Hosted in the cellars of the RSA, it was fronted by an impressive line up of speakers: Karen Blackett, the chief executive of MediaCom UK; Trevor Robinson, the founder of Quiet Storm; Jo Swinson MP; Karen Fraser, a director at Credos; and Louise Court, the editor of Cosmopolitan, which apparently features more black models on its front covers than any other women’s magazine. Pretty cool.
The point was well made that for a country that will be 30 per cent BAME (black-Asian-minority-ethnic) by 2045, our creative industry is woefully un-diverse.
Also, according to the AA’s report, BAME consumers would argue that advertising today either portrays ethnic stereotype or no ethnic diversity whatsoever – and more worryingly, this is most felt by younger generations.
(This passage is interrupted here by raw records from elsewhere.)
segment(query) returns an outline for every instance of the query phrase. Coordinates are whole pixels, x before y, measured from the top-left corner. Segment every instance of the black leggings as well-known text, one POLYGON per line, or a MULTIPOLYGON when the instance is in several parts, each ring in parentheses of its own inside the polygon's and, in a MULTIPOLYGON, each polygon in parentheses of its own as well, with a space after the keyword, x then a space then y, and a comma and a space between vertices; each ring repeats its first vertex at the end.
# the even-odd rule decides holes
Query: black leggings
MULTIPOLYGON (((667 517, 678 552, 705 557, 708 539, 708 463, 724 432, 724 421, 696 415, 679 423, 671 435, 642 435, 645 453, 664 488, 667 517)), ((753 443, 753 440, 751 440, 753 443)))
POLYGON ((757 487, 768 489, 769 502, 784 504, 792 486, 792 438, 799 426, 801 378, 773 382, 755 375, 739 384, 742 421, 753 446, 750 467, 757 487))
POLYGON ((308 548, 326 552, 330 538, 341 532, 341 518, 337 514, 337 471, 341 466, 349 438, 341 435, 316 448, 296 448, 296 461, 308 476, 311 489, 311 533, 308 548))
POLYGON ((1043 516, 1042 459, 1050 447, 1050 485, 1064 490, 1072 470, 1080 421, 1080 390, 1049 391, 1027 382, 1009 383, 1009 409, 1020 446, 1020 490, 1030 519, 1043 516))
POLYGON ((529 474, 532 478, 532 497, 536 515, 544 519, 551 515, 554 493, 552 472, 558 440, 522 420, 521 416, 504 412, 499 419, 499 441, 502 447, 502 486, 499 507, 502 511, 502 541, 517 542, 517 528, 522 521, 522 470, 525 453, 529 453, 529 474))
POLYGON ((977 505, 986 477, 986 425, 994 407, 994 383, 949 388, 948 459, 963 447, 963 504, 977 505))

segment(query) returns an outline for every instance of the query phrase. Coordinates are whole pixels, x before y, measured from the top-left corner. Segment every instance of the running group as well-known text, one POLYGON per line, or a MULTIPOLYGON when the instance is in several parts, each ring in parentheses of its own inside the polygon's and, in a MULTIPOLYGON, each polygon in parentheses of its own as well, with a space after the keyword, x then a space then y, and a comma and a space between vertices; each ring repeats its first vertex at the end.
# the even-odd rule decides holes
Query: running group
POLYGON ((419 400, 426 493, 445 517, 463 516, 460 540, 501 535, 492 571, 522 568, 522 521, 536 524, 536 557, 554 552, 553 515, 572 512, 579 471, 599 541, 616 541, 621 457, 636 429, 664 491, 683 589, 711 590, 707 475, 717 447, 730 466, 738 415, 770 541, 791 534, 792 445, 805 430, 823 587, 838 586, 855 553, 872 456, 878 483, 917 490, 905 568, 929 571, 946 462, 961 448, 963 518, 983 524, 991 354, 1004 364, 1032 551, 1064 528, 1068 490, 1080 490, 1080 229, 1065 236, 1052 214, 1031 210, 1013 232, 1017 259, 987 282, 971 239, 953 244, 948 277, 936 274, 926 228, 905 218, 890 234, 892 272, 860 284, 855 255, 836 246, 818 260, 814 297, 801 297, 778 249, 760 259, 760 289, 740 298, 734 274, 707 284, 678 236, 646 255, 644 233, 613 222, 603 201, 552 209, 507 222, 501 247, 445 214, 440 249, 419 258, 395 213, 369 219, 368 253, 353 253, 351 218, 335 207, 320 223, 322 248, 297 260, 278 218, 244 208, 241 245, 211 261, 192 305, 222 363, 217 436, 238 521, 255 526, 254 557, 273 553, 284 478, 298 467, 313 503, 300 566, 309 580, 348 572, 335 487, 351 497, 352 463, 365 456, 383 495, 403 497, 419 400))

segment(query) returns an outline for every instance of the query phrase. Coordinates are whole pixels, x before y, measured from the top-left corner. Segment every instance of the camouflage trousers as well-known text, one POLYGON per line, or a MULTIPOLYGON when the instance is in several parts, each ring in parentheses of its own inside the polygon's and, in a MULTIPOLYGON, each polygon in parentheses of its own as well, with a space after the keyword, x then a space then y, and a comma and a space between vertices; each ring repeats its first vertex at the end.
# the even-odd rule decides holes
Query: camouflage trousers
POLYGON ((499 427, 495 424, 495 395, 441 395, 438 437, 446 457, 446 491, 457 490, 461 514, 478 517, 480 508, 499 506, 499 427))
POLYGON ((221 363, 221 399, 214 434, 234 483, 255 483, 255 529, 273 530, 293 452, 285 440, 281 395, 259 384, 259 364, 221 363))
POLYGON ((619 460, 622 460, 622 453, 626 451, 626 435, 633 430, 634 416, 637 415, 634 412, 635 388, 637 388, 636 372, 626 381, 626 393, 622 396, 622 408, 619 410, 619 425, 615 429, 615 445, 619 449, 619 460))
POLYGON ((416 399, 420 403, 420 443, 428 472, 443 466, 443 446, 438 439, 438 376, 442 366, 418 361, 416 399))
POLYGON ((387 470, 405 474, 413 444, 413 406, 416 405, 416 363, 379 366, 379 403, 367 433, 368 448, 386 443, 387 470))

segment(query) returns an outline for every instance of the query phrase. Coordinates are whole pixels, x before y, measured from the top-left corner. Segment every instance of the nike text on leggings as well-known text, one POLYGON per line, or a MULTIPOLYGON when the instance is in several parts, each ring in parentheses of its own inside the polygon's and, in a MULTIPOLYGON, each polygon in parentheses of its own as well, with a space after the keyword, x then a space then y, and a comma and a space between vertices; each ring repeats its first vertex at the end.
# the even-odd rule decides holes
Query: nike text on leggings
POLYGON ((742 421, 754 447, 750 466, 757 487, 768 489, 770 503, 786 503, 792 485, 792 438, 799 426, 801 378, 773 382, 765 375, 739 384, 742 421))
The opportunity for brands is to connect more with a diverse Britain and consequently to grab more share of a multi-billion pound wallet, we are told. Some are doing well and consumers spontaneously mention Benetton (still!), Nike and Dove.
And it was interesting to hear how awkward some clients still find the whole "alternative casting" conversation in pre-production meeting.
This is all good provocative stuff. However, it seems to me that today’s argument is running thin because it only centres on the question of "representation, fairness and equality". Unfortunately, it simply won’t be enough of a motivator for many in our 85-per-cent -male and white-dominated industry.
Even though we’ve moved beyond a conversation around quotas, the whole movement around "diversity" has to be calculated to succeed i.e. designed, forced and measured.
In my experience, this won’t be enough. We need to define a "bigger" purpose for "diversity", something that everyone in our industry can rally behind. Welcome to the c-word again. Creativity.
Countries with big dollops of ethnic diversity are richer, more colourful and productive cultures to be part of. And the same goes for agencies where different perspectives and experiences are valued because they form the bedrock of creativity.
Also, the BAME effect can’t just be about creativity for a diverse Britain, it is also vital to ensure that our creativity travels globally.
This can only be good for our national export business too. Creativity means commerciality, locally and globally.
As all good CEOs know, diversity is an essential company ingredient because ethnic diversity makes for a more interesting world. And interesting sells.